それでも、ある仕事を経て転職したのはITサービスやテクノロジー関連の仕事でした。今振り返れば、「夢中で働いたけれど、誰かのために生きていたような時期」だったそう。だんだん仕事に違和感が生まれていったといいます。
「スタートアップ時代から5年間お世話になったのですが、二つのことに違和感をおぼえました。一つが、数多くのスタートアップ企業にお金を入れて、10社のうち1社でも上場すれば全部回収できるからという考え方の、インパクト投資です。私がいた会社は、入社時に11.5億円を調達していて、スピード感のあるときでした。でも、コロナ禍の直前にフィンテックバブルがはじけたこととコロナ禍で、状況が大きく変わりました。

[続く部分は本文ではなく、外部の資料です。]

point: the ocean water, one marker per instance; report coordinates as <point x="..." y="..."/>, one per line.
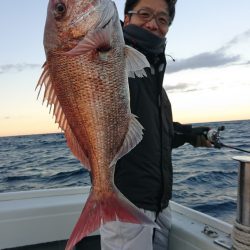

当時の代表が辞めることになり、2020年9月頃に自分が引き継ぐことになりました。それでいわゆるスタートアップ市場に身を置いたんですが、とにかく短期的に利益を出さないといけないことがむず痒かったです。
もう一つが、関わっていたビジネスの構造です。具体的には『給与前払いサービス』などを手掛けていたのですが、言ってしまえば競合は消費者金融で、要は金利の高い借金をするよりも健全だよねっていうビジネス。お金に困っている人が利用するほど儲かる構造で、社会を根本から良くするものではなかったので、苦しかったです」
取締役COOとして期待され、しんどさを感じていた頃、周囲にいた知り合いの経営者たちを見て、「自分が楽しくて、止まらないような、やりたいことを仕事にしたい!」と痛感した関根さんは、心の奥底に眠っていたものに気づき始めます。
ある日銭湯に行くと、おばあさんが声をかけてくれ、他愛もない話を20分ほど話しました。関根さんの立場や年齢、何者かをまったく知らず、日々何に悩んでいるかも知らないおばあさんと過ごすなかで、関根さんは「私の人生に、こういう『何でもない時間』ってなかったな」と気づきます。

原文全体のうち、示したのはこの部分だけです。